In stepped a real-life angel in the person of his school’s assistant principal, Dr. LaShinda Moore. “When the social worker explained my situation to her, she and my new dad decided that I was the son they were praying for,” Noah said.

“Now the table has turned around for me. The environment that I am in now is completely different than the one I was in before. When I was staying with my mother, I was in denial about my feelings, my hopes and my dreams. I was not sure if God was pleased with me and the choices that I made in my life, but my new mom made me realize that you cannot live your life based on someone else’s values or beliefs. You must love yourself and know that God has your back and your family will stand behind you.”

Noah didn’t just gain a new set of parents. He gained an entire family.

“He gained two new grandmothers, Ernestine Harvey and Evelyn Destin — that’s me — and one aunt Joann Guyton; a new brother Delawrence James Moore III, 10, and three new cousins Chakiea Guyton, Ph.D.; Josetta Washington, Ph. D.; and Israel Washington,” Destin said.

“On June 6, Noah will be graduating from the magnet school, the Law Enforcement Academy adjacent to the city of Miami Police Department. He was accepted to three universities and will attend Florida A&M University.”

“When she got him, he later told her, ‘I just want you to know, I’m gay.’ She said to me later, ‘Mom, I can’t return to sender. So I will take care of him and deal with whatever comes our way.’ We are so proud of him.
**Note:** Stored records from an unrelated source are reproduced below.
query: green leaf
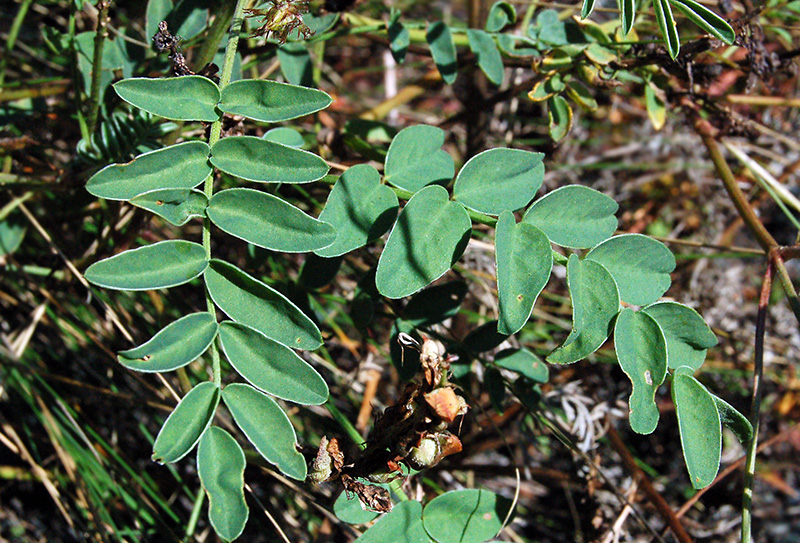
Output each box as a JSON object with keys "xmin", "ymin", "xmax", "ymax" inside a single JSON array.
[
  {"xmin": 222, "ymin": 383, "xmax": 306, "ymax": 481},
  {"xmin": 315, "ymin": 164, "xmax": 398, "ymax": 257},
  {"xmin": 494, "ymin": 349, "xmax": 550, "ymax": 383},
  {"xmin": 495, "ymin": 211, "xmax": 553, "ymax": 335},
  {"xmin": 117, "ymin": 312, "xmax": 217, "ymax": 372},
  {"xmin": 453, "ymin": 148, "xmax": 544, "ymax": 215},
  {"xmin": 375, "ymin": 185, "xmax": 472, "ymax": 298},
  {"xmin": 0, "ymin": 219, "xmax": 25, "ymax": 256},
  {"xmin": 219, "ymin": 321, "xmax": 328, "ymax": 405},
  {"xmin": 86, "ymin": 141, "xmax": 212, "ymax": 200},
  {"xmin": 619, "ymin": 0, "xmax": 636, "ymax": 36},
  {"xmin": 644, "ymin": 82, "xmax": 667, "ymax": 130},
  {"xmin": 333, "ymin": 492, "xmax": 380, "ymax": 524},
  {"xmin": 642, "ymin": 302, "xmax": 717, "ymax": 370},
  {"xmin": 586, "ymin": 234, "xmax": 675, "ymax": 305},
  {"xmin": 581, "ymin": 0, "xmax": 595, "ymax": 19},
  {"xmin": 547, "ymin": 95, "xmax": 572, "ymax": 142},
  {"xmin": 485, "ymin": 0, "xmax": 517, "ymax": 32},
  {"xmin": 614, "ymin": 307, "xmax": 667, "ymax": 434},
  {"xmin": 547, "ymin": 254, "xmax": 619, "ymax": 364},
  {"xmin": 205, "ymin": 259, "xmax": 322, "ymax": 350},
  {"xmin": 402, "ymin": 281, "xmax": 467, "ymax": 327},
  {"xmin": 153, "ymin": 381, "xmax": 219, "ymax": 464},
  {"xmin": 130, "ymin": 189, "xmax": 208, "ymax": 226},
  {"xmin": 672, "ymin": 367, "xmax": 722, "ymax": 489},
  {"xmin": 567, "ymin": 79, "xmax": 597, "ymax": 111},
  {"xmin": 711, "ymin": 394, "xmax": 753, "ymax": 444},
  {"xmin": 219, "ymin": 79, "xmax": 333, "ymax": 123},
  {"xmin": 84, "ymin": 240, "xmax": 208, "ymax": 290},
  {"xmin": 114, "ymin": 75, "xmax": 220, "ymax": 122},
  {"xmin": 653, "ymin": 0, "xmax": 681, "ymax": 59},
  {"xmin": 355, "ymin": 500, "xmax": 430, "ymax": 543},
  {"xmin": 386, "ymin": 20, "xmax": 411, "ymax": 64},
  {"xmin": 384, "ymin": 124, "xmax": 456, "ymax": 192},
  {"xmin": 422, "ymin": 489, "xmax": 511, "ymax": 543},
  {"xmin": 206, "ymin": 188, "xmax": 336, "ymax": 253},
  {"xmin": 467, "ymin": 28, "xmax": 505, "ymax": 85},
  {"xmin": 211, "ymin": 136, "xmax": 329, "ymax": 183},
  {"xmin": 197, "ymin": 426, "xmax": 249, "ymax": 541},
  {"xmin": 277, "ymin": 42, "xmax": 314, "ymax": 87},
  {"xmin": 669, "ymin": 0, "xmax": 736, "ymax": 45},
  {"xmin": 261, "ymin": 126, "xmax": 306, "ymax": 149},
  {"xmin": 425, "ymin": 21, "xmax": 458, "ymax": 85},
  {"xmin": 522, "ymin": 185, "xmax": 619, "ymax": 249}
]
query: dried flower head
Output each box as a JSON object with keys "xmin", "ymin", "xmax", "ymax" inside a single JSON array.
[{"xmin": 245, "ymin": 0, "xmax": 314, "ymax": 43}]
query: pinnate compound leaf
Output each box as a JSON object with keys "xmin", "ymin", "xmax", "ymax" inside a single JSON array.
[
  {"xmin": 222, "ymin": 383, "xmax": 306, "ymax": 481},
  {"xmin": 356, "ymin": 500, "xmax": 430, "ymax": 543},
  {"xmin": 211, "ymin": 136, "xmax": 329, "ymax": 183},
  {"xmin": 153, "ymin": 381, "xmax": 219, "ymax": 464},
  {"xmin": 375, "ymin": 185, "xmax": 472, "ymax": 298},
  {"xmin": 84, "ymin": 240, "xmax": 208, "ymax": 290},
  {"xmin": 522, "ymin": 185, "xmax": 619, "ymax": 249},
  {"xmin": 486, "ymin": 0, "xmax": 517, "ymax": 32},
  {"xmin": 314, "ymin": 164, "xmax": 398, "ymax": 257},
  {"xmin": 261, "ymin": 126, "xmax": 306, "ymax": 149},
  {"xmin": 669, "ymin": 0, "xmax": 736, "ymax": 45},
  {"xmin": 422, "ymin": 489, "xmax": 511, "ymax": 543},
  {"xmin": 711, "ymin": 394, "xmax": 753, "ymax": 444},
  {"xmin": 494, "ymin": 349, "xmax": 550, "ymax": 383},
  {"xmin": 86, "ymin": 141, "xmax": 212, "ymax": 200},
  {"xmin": 131, "ymin": 189, "xmax": 208, "ymax": 226},
  {"xmin": 219, "ymin": 321, "xmax": 328, "ymax": 405},
  {"xmin": 495, "ymin": 211, "xmax": 553, "ymax": 335},
  {"xmin": 117, "ymin": 312, "xmax": 217, "ymax": 372},
  {"xmin": 614, "ymin": 307, "xmax": 667, "ymax": 434},
  {"xmin": 205, "ymin": 259, "xmax": 322, "ymax": 350},
  {"xmin": 384, "ymin": 124, "xmax": 456, "ymax": 192},
  {"xmin": 467, "ymin": 28, "xmax": 505, "ymax": 85},
  {"xmin": 197, "ymin": 426, "xmax": 250, "ymax": 541},
  {"xmin": 425, "ymin": 21, "xmax": 458, "ymax": 85},
  {"xmin": 453, "ymin": 148, "xmax": 544, "ymax": 215},
  {"xmin": 672, "ymin": 366, "xmax": 722, "ymax": 489},
  {"xmin": 642, "ymin": 302, "xmax": 717, "ymax": 370},
  {"xmin": 652, "ymin": 0, "xmax": 681, "ymax": 59},
  {"xmin": 114, "ymin": 75, "xmax": 220, "ymax": 122},
  {"xmin": 586, "ymin": 234, "xmax": 675, "ymax": 305},
  {"xmin": 206, "ymin": 188, "xmax": 336, "ymax": 253},
  {"xmin": 219, "ymin": 79, "xmax": 333, "ymax": 123},
  {"xmin": 547, "ymin": 254, "xmax": 619, "ymax": 364}
]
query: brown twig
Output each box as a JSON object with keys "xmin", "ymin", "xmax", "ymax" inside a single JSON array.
[{"xmin": 606, "ymin": 424, "xmax": 692, "ymax": 543}]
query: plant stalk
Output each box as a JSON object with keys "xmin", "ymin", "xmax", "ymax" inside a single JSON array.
[
  {"xmin": 87, "ymin": 0, "xmax": 111, "ymax": 134},
  {"xmin": 203, "ymin": 0, "xmax": 248, "ymax": 387}
]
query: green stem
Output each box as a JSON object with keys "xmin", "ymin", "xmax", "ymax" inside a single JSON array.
[
  {"xmin": 87, "ymin": 0, "xmax": 111, "ymax": 134},
  {"xmin": 742, "ymin": 262, "xmax": 773, "ymax": 543},
  {"xmin": 0, "ymin": 0, "xmax": 33, "ymax": 87},
  {"xmin": 203, "ymin": 0, "xmax": 248, "ymax": 386}
]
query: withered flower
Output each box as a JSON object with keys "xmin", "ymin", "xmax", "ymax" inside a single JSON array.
[{"xmin": 245, "ymin": 0, "xmax": 314, "ymax": 44}]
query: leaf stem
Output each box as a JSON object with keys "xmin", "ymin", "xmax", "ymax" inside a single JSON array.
[
  {"xmin": 87, "ymin": 0, "xmax": 111, "ymax": 135},
  {"xmin": 742, "ymin": 262, "xmax": 773, "ymax": 543},
  {"xmin": 203, "ymin": 0, "xmax": 248, "ymax": 387}
]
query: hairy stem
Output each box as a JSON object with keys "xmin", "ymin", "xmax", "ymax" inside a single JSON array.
[
  {"xmin": 87, "ymin": 0, "xmax": 111, "ymax": 135},
  {"xmin": 203, "ymin": 0, "xmax": 248, "ymax": 386},
  {"xmin": 742, "ymin": 262, "xmax": 773, "ymax": 543}
]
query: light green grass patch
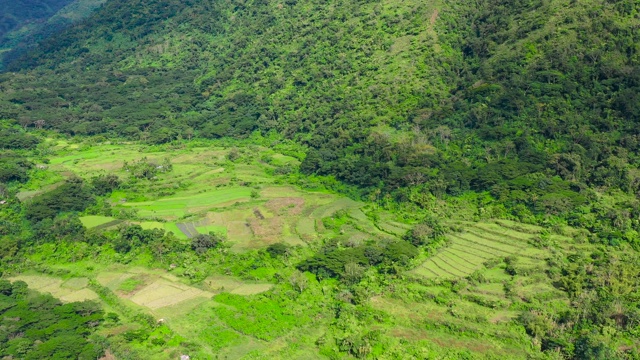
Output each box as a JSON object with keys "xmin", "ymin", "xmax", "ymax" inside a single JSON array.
[
  {"xmin": 196, "ymin": 225, "xmax": 227, "ymax": 236},
  {"xmin": 118, "ymin": 277, "xmax": 144, "ymax": 293},
  {"xmin": 124, "ymin": 187, "xmax": 251, "ymax": 220}
]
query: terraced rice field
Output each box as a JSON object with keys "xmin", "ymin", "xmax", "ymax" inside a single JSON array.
[{"xmin": 413, "ymin": 222, "xmax": 546, "ymax": 279}]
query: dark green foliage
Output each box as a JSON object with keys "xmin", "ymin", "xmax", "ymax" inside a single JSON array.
[
  {"xmin": 0, "ymin": 151, "xmax": 33, "ymax": 183},
  {"xmin": 0, "ymin": 129, "xmax": 40, "ymax": 149},
  {"xmin": 25, "ymin": 178, "xmax": 95, "ymax": 222},
  {"xmin": 113, "ymin": 225, "xmax": 165, "ymax": 253},
  {"xmin": 91, "ymin": 174, "xmax": 122, "ymax": 196},
  {"xmin": 267, "ymin": 243, "xmax": 289, "ymax": 258},
  {"xmin": 405, "ymin": 216, "xmax": 447, "ymax": 246},
  {"xmin": 122, "ymin": 157, "xmax": 173, "ymax": 180},
  {"xmin": 191, "ymin": 233, "xmax": 225, "ymax": 255},
  {"xmin": 297, "ymin": 239, "xmax": 418, "ymax": 278},
  {"xmin": 32, "ymin": 213, "xmax": 86, "ymax": 242},
  {"xmin": 0, "ymin": 280, "xmax": 104, "ymax": 360},
  {"xmin": 0, "ymin": 0, "xmax": 640, "ymax": 224}
]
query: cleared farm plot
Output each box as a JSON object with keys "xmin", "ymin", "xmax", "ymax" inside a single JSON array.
[
  {"xmin": 413, "ymin": 219, "xmax": 546, "ymax": 279},
  {"xmin": 9, "ymin": 275, "xmax": 98, "ymax": 302},
  {"xmin": 203, "ymin": 275, "xmax": 273, "ymax": 295},
  {"xmin": 124, "ymin": 187, "xmax": 251, "ymax": 220},
  {"xmin": 311, "ymin": 198, "xmax": 362, "ymax": 219},
  {"xmin": 129, "ymin": 279, "xmax": 214, "ymax": 310}
]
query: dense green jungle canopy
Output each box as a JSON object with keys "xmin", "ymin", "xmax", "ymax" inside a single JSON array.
[
  {"xmin": 0, "ymin": 0, "xmax": 640, "ymax": 359},
  {"xmin": 0, "ymin": 0, "xmax": 640, "ymax": 200}
]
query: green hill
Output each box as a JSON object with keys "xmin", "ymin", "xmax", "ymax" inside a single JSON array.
[
  {"xmin": 0, "ymin": 0, "xmax": 104, "ymax": 70},
  {"xmin": 0, "ymin": 0, "xmax": 640, "ymax": 198},
  {"xmin": 0, "ymin": 0, "xmax": 640, "ymax": 359}
]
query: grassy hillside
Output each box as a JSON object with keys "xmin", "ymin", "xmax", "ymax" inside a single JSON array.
[
  {"xmin": 0, "ymin": 0, "xmax": 640, "ymax": 359},
  {"xmin": 0, "ymin": 0, "xmax": 640, "ymax": 224},
  {"xmin": 0, "ymin": 135, "xmax": 640, "ymax": 359}
]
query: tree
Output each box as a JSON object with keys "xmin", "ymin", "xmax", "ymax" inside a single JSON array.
[{"xmin": 191, "ymin": 232, "xmax": 225, "ymax": 255}]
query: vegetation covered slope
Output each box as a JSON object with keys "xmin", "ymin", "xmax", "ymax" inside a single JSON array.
[
  {"xmin": 0, "ymin": 0, "xmax": 104, "ymax": 70},
  {"xmin": 0, "ymin": 0, "xmax": 640, "ymax": 194}
]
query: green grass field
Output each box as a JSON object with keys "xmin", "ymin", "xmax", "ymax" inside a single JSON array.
[{"xmin": 16, "ymin": 139, "xmax": 592, "ymax": 359}]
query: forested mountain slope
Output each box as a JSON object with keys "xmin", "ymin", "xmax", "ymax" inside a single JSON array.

He has a job on the weekend and he has a little car. My daughter told him that this was no free ride. And he stepped right up. He pays his own car insurance and he is very responsible.”

Destin said her grandson always wanted to make something of himself. “We are a family that believes in education and we are just just happy to be able to help him. His new mom has a doctoral degree in education. I am so happy for him that I have already started shopping for his college things,” she said.